Speaker
Description
We present an ab-initio study performed by means of Density Functional Theory (DFT), group-subgroup symmetry analysis and lattice dynamics to direct the design of Ruddelstein-Popper (RP) perovskite systems with novel properties and therefore aid experimental synthesis. From this study it is possible to obtain information regarding the structural properties and local landscapes, such as octahedra rotations, tilts and distortions which occur during a structural phase transition, and that will aid and complement the interpretation of analysis performed through Perturbed Angular Correlation (PAC) radioactive nuclear techniques.

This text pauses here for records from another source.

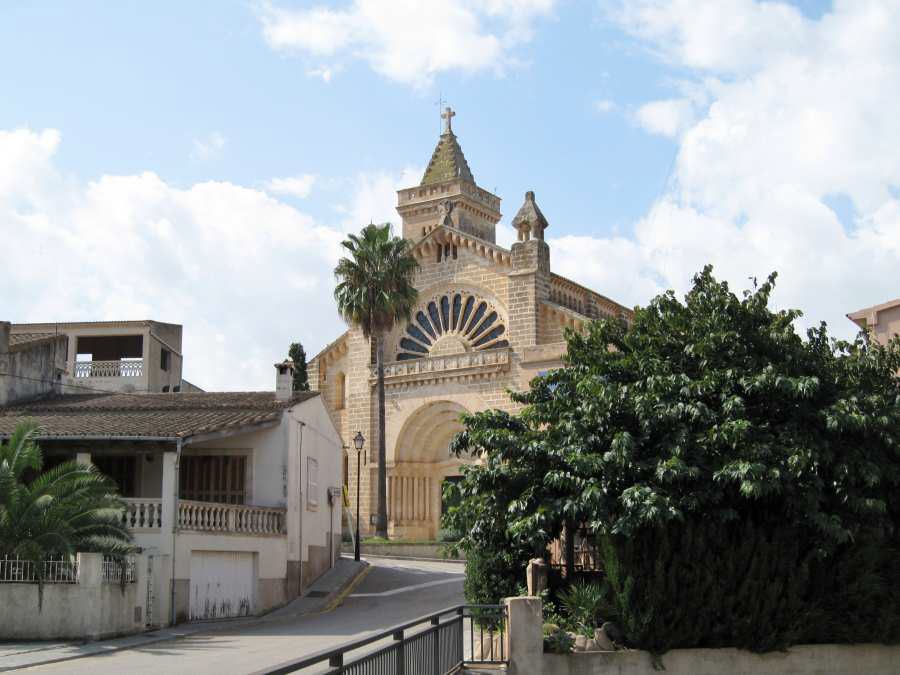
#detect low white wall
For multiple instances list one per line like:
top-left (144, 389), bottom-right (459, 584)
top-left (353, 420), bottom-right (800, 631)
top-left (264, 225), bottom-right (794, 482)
top-left (535, 644), bottom-right (900, 675)
top-left (0, 553), bottom-right (147, 640)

More specifically we focus our study on the Sr3Hf2O7 system characterized by a high-temperature I4/mmm (S.G. 139) centrosymmetric structure and a ground-state Cmc21 (S. G. 36) ferroelectric system. We have probed potential candidates that may form the pathway transition through the I4/mmm ⇒ Cmc21 the structural phase transitions, and which were obtained through group-theoretical analysis, namely Fmm2 (S.G. 42), Cmca (S.G. 64) and Cmcm (S.G. 63). These phases were then analyzed to probe the electronic properties (band gap widths and partial density of states; PDoS), electric field gradients and dynamical stabilities through lattice dynamics. We found that the band gaps increase has the symmetry of the systems decrease, with the ground-state structure presenting the largest gap width (~5.95 eV). By probing the PDoS we observe a direct relation regarding the tilts and rotations of the O perovskite cages as the transition occurs; these show large variations mostly for the O p-states which contribute mostly to the valence band maximum and consistent with the distortions from the high-symmetry to the low-symmetry phases. Moreover we also show that the asymmetry parameter, η, of the electric field gradients tend to vary as the transition occurs, namely these increase through the transition pathway, with Cmc21 evidencing largest values of the order of 0.704, 0.704 and 0.944 for the Hf, Sr1 and Sr2 sites, respectively.